On rare occasion it’s necessary to debug a condition on a system by making temporary changes to the running system. If you’re using config management, especially as part of your deployment process, it’s necessary to disable it so that your temporary changes won’t be reset. salt-call doesn’t natively have a mechanism for this like Puppet does (puppet agent –disable; puppet agent –enable). It’s possible to do this yourself, though.

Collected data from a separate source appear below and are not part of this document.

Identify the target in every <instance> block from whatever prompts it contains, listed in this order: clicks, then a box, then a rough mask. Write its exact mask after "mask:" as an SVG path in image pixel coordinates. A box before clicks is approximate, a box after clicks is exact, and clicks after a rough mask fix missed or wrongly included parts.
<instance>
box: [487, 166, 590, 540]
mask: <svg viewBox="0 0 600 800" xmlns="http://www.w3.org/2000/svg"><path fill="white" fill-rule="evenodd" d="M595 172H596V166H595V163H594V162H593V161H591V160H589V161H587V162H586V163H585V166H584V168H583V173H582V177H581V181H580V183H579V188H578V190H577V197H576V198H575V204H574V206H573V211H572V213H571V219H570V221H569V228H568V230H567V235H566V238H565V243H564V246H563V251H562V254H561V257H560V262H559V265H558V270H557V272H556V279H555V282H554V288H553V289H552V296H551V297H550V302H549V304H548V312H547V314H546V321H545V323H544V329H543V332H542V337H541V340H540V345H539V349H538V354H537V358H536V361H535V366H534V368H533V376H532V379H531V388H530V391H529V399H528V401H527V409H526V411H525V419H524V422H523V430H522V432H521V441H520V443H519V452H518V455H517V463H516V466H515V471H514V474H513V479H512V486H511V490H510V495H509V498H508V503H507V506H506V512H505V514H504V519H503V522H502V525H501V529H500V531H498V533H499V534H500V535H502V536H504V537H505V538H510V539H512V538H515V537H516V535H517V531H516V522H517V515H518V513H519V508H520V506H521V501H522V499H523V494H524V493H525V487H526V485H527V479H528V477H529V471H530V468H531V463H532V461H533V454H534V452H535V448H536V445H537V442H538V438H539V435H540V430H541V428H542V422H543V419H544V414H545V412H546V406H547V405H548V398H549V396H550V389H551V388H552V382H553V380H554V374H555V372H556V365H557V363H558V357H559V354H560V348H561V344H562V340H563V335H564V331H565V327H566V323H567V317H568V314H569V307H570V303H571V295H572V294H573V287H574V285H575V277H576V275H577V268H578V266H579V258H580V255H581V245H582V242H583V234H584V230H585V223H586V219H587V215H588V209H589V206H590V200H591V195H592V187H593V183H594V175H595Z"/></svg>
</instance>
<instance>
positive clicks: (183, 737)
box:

This requires that you’re using the failhard option in your configuration, that you’re using the 2014.7 (Helium) or above release, and also assumes you have some base state that is always included and is always included first.

First add two states:

highstate/enable.sls:

Ensure highstate is enabled:
  grains.present:
    - name: highstate_disabled
    - value: False

highstate/disable.sls:

Ensure highstate is disabled:
  grains.present:
    - name: highstate_disabled
    - value: True

In your base state:

{% if salt['grains.get']('highstate_disabled', False) %}
Exit if highstate is disabled:
  test.fail_without_changes:
    - name: "Salt highstate is disabled. To re-enable, call 'salt-call state.sls highstate.enable'."
{% endif %}

Now, let’s test it!

# salt-call state.sls highstate.disable
local:
  Name: highstate_disabled - Function: grains.present - Result: Changed

Summary
------------
Succeeded: 1 (changed=1)
Failed:    0
------------
Total states run:     1

# salt-call state.highstate
local:
----------
          ID: Exit if highstate is disabled
    Function: test.fail_without_changes
        Name: Salt highstate is disabled. To re-enable, call 'salt-call state.sls highstate.enable'.
      Result: False
     Comment: Failure!
     Started: 00:42:20.384504
     Duration: 1 ms
     Changes:

Summary
------------
Succeeded: 0
Failed:    1
------------
Total states run:     1

# salt-call state.sls highstate.enable
local:
  Name: highstate_disabled - Function: grains.present - Result: Changed

Summary
------------
Succeeded: 1 (changed=1)
Failed:    0
------------
Total states run:     1

# salt-call state.highstate
local:

Summary
------------
Succeeded: 0
Failed:    0
------------
Total states run:     0

Note in the above that I’m using a couple settings that make my output strange:

# Show terse output for successful states and full output for failures.
state_output: mixed

# Only show changes
state_verbose: False

So, a run that doesn’t change anything will show that it didn’t run anything. Total states run: 0 is a successful highstate run in that situation.

Something to note about this solution is that it will only disable highstate and may not disable state.sls, state.template, or other state calls, if the initial state isn’t included. This obviously won’t disable any other module call either.